# Afraid of heights?



## amy22 (Jul 5, 2013)

My cat Freja is a rescue from the humane society; she's been with me for a little under a week. Last night she slept on my bed for the first time. I left her comfortably this am only to return 6 hours later with her still there. She kept walking up to the edge and peering over before walking back to the middle. I try not to pick her up as much as possible so she can feel in control, but I had to rescue her as she wasn't getting any water. I put a box by the bed to help her step up and down which she has used now both going up and down.

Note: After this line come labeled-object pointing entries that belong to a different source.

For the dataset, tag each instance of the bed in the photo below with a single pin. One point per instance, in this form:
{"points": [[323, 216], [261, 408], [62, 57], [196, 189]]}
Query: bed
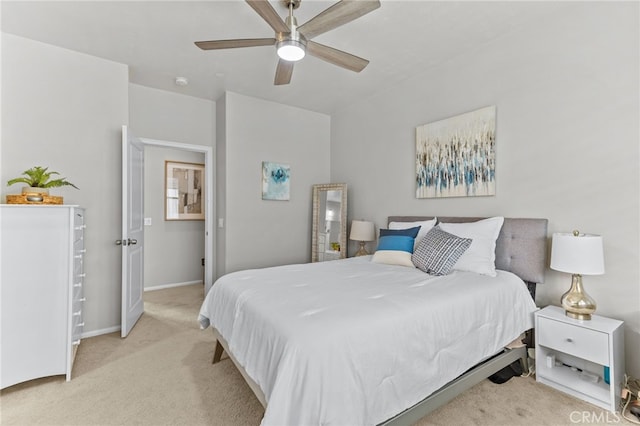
{"points": [[354, 341]]}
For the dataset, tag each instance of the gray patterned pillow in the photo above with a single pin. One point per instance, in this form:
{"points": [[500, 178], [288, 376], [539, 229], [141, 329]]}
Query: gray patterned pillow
{"points": [[439, 251]]}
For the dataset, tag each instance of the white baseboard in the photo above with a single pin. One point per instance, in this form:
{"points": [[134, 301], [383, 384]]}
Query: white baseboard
{"points": [[100, 332], [162, 287]]}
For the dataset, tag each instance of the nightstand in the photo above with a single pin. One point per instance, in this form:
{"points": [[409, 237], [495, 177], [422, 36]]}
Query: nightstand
{"points": [[576, 356]]}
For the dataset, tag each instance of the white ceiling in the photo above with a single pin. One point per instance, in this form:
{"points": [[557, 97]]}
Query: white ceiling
{"points": [[155, 38]]}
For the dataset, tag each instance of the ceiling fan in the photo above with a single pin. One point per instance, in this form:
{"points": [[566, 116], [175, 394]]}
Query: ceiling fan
{"points": [[293, 41]]}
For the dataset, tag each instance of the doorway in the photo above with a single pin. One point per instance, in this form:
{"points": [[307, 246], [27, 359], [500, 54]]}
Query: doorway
{"points": [[176, 233]]}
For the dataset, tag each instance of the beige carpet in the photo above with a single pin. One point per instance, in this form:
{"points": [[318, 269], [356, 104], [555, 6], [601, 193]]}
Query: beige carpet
{"points": [[162, 375]]}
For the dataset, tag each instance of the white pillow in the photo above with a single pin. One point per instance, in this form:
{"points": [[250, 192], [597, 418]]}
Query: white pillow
{"points": [[480, 257], [425, 226]]}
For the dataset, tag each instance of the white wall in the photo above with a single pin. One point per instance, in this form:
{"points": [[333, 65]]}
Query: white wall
{"points": [[566, 91], [173, 249], [260, 232], [65, 110]]}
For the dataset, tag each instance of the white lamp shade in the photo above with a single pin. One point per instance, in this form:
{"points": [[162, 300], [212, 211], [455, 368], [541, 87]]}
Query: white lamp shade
{"points": [[290, 50], [362, 230], [581, 254]]}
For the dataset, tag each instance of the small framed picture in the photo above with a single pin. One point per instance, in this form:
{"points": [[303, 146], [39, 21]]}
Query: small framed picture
{"points": [[184, 191], [275, 181]]}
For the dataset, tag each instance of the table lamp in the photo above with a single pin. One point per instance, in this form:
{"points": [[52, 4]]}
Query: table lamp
{"points": [[362, 231], [578, 254]]}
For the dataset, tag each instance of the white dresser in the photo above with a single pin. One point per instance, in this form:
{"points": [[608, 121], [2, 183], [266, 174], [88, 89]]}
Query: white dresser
{"points": [[41, 290]]}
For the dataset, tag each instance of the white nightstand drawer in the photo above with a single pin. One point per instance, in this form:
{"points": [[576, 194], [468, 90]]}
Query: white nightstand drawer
{"points": [[574, 340]]}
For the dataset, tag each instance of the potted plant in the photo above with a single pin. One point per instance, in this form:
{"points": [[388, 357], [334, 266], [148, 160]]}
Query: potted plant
{"points": [[39, 180]]}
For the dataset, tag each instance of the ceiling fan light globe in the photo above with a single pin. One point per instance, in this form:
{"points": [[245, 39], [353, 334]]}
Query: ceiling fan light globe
{"points": [[291, 50]]}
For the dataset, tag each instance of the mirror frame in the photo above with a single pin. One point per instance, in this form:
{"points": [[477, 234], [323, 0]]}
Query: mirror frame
{"points": [[317, 189]]}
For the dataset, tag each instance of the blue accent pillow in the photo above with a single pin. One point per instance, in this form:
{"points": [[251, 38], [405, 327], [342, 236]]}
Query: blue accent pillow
{"points": [[396, 242], [395, 246], [410, 232]]}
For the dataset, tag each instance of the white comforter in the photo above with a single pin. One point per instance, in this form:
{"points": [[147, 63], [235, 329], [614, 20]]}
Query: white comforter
{"points": [[352, 342]]}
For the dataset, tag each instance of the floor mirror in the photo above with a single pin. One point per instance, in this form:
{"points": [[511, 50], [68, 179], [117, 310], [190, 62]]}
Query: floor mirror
{"points": [[329, 229]]}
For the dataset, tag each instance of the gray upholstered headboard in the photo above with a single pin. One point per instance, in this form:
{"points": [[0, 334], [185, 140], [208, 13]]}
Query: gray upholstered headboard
{"points": [[521, 247]]}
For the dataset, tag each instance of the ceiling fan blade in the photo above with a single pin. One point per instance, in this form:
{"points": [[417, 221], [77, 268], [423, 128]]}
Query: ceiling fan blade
{"points": [[283, 72], [336, 15], [268, 13], [231, 44], [336, 57]]}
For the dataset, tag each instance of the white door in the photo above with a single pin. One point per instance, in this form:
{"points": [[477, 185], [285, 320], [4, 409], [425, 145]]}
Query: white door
{"points": [[132, 230]]}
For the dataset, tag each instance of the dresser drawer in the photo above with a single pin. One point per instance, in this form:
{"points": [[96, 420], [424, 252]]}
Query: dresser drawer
{"points": [[574, 340]]}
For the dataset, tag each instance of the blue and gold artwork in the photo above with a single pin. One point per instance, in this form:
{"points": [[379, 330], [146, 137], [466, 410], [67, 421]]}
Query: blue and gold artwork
{"points": [[275, 181]]}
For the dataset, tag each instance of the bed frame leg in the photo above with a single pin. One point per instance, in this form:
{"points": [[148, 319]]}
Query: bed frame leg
{"points": [[524, 362], [217, 354]]}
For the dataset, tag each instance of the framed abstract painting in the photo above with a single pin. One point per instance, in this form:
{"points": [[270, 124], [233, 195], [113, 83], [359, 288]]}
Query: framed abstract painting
{"points": [[275, 181], [456, 157]]}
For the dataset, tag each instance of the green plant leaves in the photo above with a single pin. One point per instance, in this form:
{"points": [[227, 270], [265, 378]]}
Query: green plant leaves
{"points": [[40, 177]]}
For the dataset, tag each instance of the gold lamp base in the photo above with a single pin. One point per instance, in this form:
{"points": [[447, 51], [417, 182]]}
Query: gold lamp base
{"points": [[362, 251], [576, 302]]}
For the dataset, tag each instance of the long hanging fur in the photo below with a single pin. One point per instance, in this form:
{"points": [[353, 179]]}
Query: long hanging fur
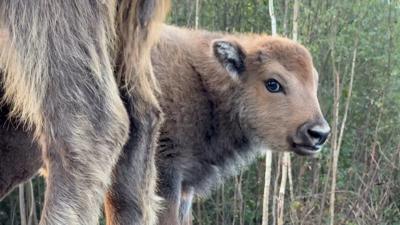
{"points": [[58, 59]]}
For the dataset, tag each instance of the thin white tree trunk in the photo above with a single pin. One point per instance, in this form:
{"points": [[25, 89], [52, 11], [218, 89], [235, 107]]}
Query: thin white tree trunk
{"points": [[22, 206], [281, 196], [32, 219], [272, 15], [196, 21], [338, 140], [296, 7], [267, 185], [286, 156], [268, 155]]}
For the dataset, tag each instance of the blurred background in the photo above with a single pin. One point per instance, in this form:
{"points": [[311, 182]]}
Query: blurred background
{"points": [[356, 178]]}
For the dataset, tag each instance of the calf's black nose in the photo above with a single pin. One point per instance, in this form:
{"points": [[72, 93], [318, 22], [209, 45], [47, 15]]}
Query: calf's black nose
{"points": [[318, 136], [313, 133]]}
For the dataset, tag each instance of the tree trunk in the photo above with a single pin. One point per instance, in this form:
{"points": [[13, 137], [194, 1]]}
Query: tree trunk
{"points": [[281, 196], [268, 155], [32, 219], [22, 206]]}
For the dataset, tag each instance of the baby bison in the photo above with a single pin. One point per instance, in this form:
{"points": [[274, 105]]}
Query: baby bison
{"points": [[225, 99]]}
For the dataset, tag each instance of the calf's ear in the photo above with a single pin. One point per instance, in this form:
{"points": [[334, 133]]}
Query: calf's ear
{"points": [[231, 56]]}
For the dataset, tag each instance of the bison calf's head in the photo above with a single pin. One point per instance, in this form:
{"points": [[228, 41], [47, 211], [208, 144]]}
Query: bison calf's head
{"points": [[275, 93]]}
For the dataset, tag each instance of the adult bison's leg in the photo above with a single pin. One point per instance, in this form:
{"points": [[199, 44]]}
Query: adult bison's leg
{"points": [[20, 156], [59, 78], [185, 210], [132, 199], [170, 183]]}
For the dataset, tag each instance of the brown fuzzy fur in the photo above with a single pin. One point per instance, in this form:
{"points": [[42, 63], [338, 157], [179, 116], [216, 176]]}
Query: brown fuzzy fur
{"points": [[57, 58], [219, 115]]}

I always thought cats liked high places and I've never seen a cat "afraid of heights." Has anyone else seen this kind of behavior in a cat? She is cross-eyed (a feature I only just noticed today) so I don't know if that affects her depth perception. I'm afraid to leave her alone for fear she'll get stranded while I'm at work.


----------



## Marcia (Dec 26, 2010)

She may be afraid of high places, or it might be something else. Maybe afraid of something or someone jumping out from under the bed (past bad experience?). I have pet stairs in two locations because two of my cats are so old, but even the younger cats use them. Zipper and Missy don't jump at all so the steps are essential if we want them to join us on the bed. You can get some for about $35 from Amazon, but I have found that they need reinforcement after a couple years. I have to put a screw and nut on them to keep them from collapsing. Probably from my 22 pound Jack using them! Other than that they are a good deal.


----------